There were, and are, no objective criteria imposed on the Academy voters. All the Academy requires is that films' technical quality meet the standard of "general excellence"; because nominations are voted on only by those employed in that category's field of expertise, it's presumed by the full Academy membership (who vote for the winner among those films nominated) that the films do meet those criteria. Obviously, the technicians bring their own personal biases to the nominating process; some will disqualify a film in which the eligible films' approaches are different from what the nomination voters would have done themselves; others will embrace innovation and admire those who dared take risks.

 

In the end, it's utterly subjective; no "scientific" standard can ever be applied, as though one were doing a double-blind test to determine the efficacy and safety of a new kind of birth-control pill.

 

 

I often laugh at "The X-Files" on TV, where the Foley artists repeatedly make the sound of what seems like hobnail boots for doctors and nurses in hospital scenes.
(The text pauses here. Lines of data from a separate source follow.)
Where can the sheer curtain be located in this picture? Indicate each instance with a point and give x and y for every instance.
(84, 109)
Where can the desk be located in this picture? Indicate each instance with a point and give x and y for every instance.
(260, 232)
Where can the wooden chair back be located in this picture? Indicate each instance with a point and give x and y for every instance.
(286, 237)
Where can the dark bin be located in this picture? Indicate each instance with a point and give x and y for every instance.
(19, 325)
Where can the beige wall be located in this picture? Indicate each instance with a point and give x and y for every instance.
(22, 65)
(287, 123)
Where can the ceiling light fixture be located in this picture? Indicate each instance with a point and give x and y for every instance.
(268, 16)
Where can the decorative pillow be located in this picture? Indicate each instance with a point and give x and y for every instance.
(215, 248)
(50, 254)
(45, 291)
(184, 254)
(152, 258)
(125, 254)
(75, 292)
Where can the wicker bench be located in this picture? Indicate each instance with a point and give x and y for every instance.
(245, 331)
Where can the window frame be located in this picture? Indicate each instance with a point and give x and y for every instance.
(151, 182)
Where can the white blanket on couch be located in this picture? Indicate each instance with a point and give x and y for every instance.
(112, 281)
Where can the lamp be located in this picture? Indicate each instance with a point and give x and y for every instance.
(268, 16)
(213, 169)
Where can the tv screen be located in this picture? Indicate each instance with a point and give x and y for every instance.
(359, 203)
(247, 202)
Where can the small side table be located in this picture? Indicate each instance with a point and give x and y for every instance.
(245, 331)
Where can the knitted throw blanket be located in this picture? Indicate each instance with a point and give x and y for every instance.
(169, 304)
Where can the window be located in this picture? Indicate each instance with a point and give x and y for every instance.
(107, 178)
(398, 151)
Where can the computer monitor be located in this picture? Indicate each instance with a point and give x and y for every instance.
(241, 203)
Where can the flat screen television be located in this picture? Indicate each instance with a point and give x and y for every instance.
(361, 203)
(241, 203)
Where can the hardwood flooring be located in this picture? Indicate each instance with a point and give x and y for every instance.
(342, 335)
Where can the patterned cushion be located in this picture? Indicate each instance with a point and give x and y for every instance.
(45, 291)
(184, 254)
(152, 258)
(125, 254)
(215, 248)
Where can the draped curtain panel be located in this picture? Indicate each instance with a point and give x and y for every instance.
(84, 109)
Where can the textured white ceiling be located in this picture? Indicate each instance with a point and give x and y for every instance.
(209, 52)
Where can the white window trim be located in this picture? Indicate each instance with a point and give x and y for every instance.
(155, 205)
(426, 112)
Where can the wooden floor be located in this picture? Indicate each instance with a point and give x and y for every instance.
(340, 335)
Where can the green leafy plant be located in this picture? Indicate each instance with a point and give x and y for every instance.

You can't get that kind of noise from soft-soled shoes, Foley Folk!

 

THe problem with Foley is that there's too much of it, and it's generally mixed in at too high a level.

 

An example: though the Foley chosen for a common action -- such as footsteps -- may be the appropriate sound, and may be dubbed in at the same decibel level one hears in person, in real life we tend to ignore such sounds to the point of not even realizing we're hearing them. So, when we hear them in a film, where our senses are attuned differently than in real-life situations, the sounds inevitably draw attention to themselves, throwing the sensory landscape of the film out of balance.

 

Sound effects are like close-ups: they're meant to be punctuation, when a specific point needs to be made (and points are made, after all, through contrast) -- not simply to fill in silence, which is often the most powerful sound-effect of them all.